I’m writing this in October 2022. While I was writing my post, the Chancellor of the Exchequer resigned from his. I’m not going to redo the analysis if there’s another election, ok?

In several conversations with @NotAdric about elections and proportional representation, which are probably my favourite things in maths ((today, at least)), I’ve been pointed at a note from Littlewood’s miscellany that says:

  • Someone has claimed that if two parties receive votes in the proportion $p:q$ under first past the post, they can expect to win seats in roughly the proportion $p^3:q^3$;
  • Littlewood thinks this isn’t a great model and other suggestions work just as well.

It’s quite hard to come up with a decent model, mainly because general elections are fairly rate.

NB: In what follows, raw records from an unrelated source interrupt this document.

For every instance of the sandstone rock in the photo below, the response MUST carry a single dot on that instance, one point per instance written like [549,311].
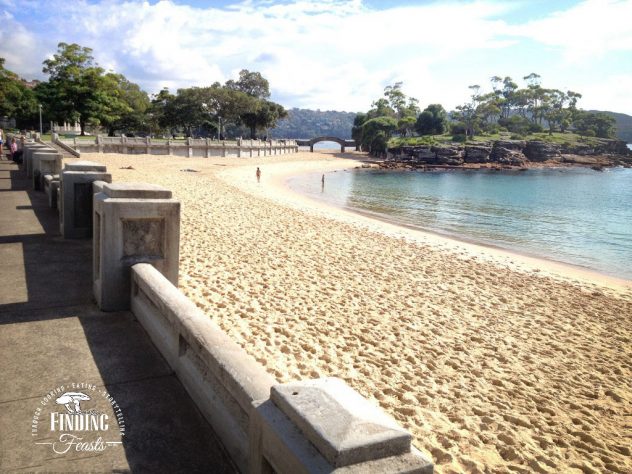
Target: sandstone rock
[477,153]
[425,155]
[509,152]
[449,155]
[542,151]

However, we’ve had a few in the last decade or so ((just think what chaos under Ed Milliband would have been like)) and I figured that I could “improve” the data further still by working on regions rather than the UK as a whole.

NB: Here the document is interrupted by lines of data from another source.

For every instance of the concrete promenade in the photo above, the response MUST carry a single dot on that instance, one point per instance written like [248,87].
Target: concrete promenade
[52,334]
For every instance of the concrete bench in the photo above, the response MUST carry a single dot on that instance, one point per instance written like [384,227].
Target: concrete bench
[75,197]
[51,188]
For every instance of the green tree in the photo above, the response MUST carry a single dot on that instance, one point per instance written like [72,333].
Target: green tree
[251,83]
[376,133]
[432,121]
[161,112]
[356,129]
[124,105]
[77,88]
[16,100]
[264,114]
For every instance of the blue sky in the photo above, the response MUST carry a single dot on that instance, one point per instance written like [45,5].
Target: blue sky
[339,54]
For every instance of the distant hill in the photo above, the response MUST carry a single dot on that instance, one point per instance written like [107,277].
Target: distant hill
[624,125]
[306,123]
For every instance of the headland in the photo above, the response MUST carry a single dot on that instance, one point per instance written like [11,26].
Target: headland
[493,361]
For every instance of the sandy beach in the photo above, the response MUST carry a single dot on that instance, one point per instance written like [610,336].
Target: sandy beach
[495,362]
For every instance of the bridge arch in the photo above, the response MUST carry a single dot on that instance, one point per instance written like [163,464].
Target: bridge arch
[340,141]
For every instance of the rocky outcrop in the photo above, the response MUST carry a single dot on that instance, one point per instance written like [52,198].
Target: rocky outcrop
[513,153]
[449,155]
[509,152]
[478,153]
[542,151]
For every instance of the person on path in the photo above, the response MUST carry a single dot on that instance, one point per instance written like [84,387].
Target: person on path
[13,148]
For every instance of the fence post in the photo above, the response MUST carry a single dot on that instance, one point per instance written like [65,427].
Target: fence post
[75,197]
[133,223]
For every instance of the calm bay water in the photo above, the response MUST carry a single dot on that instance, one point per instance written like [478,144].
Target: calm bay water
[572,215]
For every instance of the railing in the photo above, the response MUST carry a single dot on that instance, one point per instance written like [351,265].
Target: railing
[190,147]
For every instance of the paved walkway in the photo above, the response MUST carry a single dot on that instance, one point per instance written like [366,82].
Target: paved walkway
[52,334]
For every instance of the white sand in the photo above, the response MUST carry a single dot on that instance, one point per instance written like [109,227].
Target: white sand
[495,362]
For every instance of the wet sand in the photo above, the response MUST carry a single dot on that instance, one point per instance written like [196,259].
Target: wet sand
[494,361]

So, let’s take the four general elections going back to 2010, split them up by region and see what we get.

I’ve made some decisions about data:

  • I’ll only consider Conservative and Labour vote tallies and seat counts because I’m lazy
  • I’ll exclude Scotland and Northern Ireland, to avoid small numbers like zero
  • Letting $r_v$ be the ratio of Conservative to Labour votes and $r_s$ be the ratio of seats, I’ll fit a curve of the form $\ln(r_s) = a + b \ln(r_v)$.

There’s a link to the data here.((I’ve collated it by hand, so am more than ready to believe there are errors; if you find any, let me know.))

The result

It turns out that the cubic model isn’t at all bad! It’s not perfect, but it’s not at all implausible.

The actual parameters are $a \approx -0.0913 \pm 0.0574$ and $k \approx 2.8694 \pm 0.1058$. The model $\ln(r_s) = 3\ln(r_v)$, the cubic law, lies – just – within the 95% confidence bound.

The upshot is that, as a regional heuristic – at least for the last few years, and at least for the two biggest parties in England and Wales – the cubic law holds up remarkably well.

Here, have a graph.

* Edited 2023-04-04 to put in the data and graphs that had been listed as “TODO” for over a week with nobody mentioning it. I also redid the analysis and found slightly different numbers pointing to the same conclusion.